Wann werden „Scheinselbständige" beschäftigt? Die Klärung dieser Fragen gewinnt für Unternehmen jeder Größe und quer durch alle Wirtschaftsbereiche existenzentscheidende Bedeutung: Die Außenprüfer von Finanzämtern und BfA sind verstärkt auf der Suche nach „versteckten" Steuern und Sozialabgaben. Wo sie fündig werden, drohen Nachzahlungen in immenser Höhe - zum Teil rückwirkend für bis zu vier Jahre.

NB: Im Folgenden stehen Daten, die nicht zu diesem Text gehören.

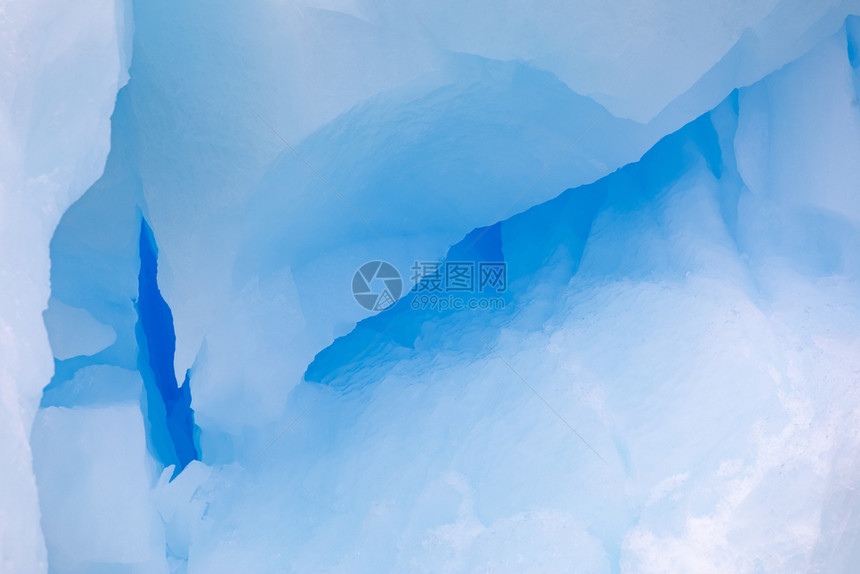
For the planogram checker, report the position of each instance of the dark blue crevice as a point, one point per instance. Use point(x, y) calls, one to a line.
point(171, 432)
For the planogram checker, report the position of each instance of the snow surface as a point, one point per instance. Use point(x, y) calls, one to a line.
point(670, 387)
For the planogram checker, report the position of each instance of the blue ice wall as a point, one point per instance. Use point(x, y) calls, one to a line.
point(554, 232)
point(167, 406)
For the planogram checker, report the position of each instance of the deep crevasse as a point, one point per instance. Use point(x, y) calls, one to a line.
point(735, 235)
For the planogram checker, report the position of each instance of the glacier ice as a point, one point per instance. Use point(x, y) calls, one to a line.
point(671, 385)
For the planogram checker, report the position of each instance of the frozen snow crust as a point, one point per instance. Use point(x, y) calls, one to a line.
point(671, 385)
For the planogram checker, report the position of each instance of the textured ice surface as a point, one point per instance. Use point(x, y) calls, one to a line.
point(692, 315)
point(60, 67)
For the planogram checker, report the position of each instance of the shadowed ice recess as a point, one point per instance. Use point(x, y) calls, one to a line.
point(671, 385)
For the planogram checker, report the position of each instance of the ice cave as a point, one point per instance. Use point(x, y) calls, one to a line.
point(377, 286)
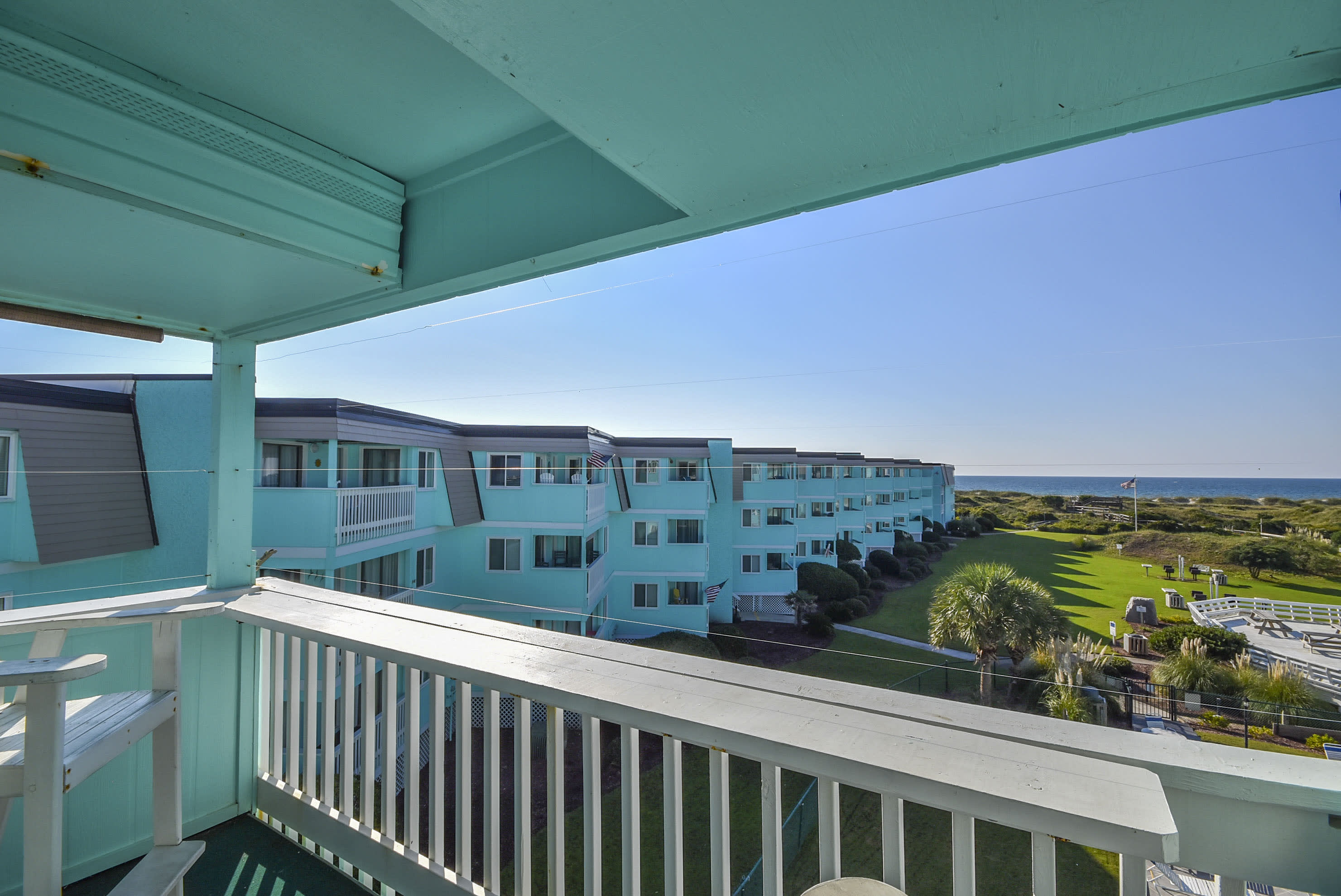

Dieses in Konzeption und Form der Darstellung einzigartige Praktiker-Werk zeigt klar die Kriterien, nach denen die gesetzliche Regelung ansetzt. Risiken lassen sich damit erkennen, Unternehmen können rechtzeitig entsprechend reagieren, z. B. bei der Vertragsgestaltung. Alle relevanten Berufsgruppen sind einbezogen.

Die Rechtsprechung ist - als wesentliche Grundlage für Entscheidungen im konkreten Fall sowohl in arbeitsrechtlicher wie auch in sozialrechtlicher Hinsicht umfassend berücksichtigt.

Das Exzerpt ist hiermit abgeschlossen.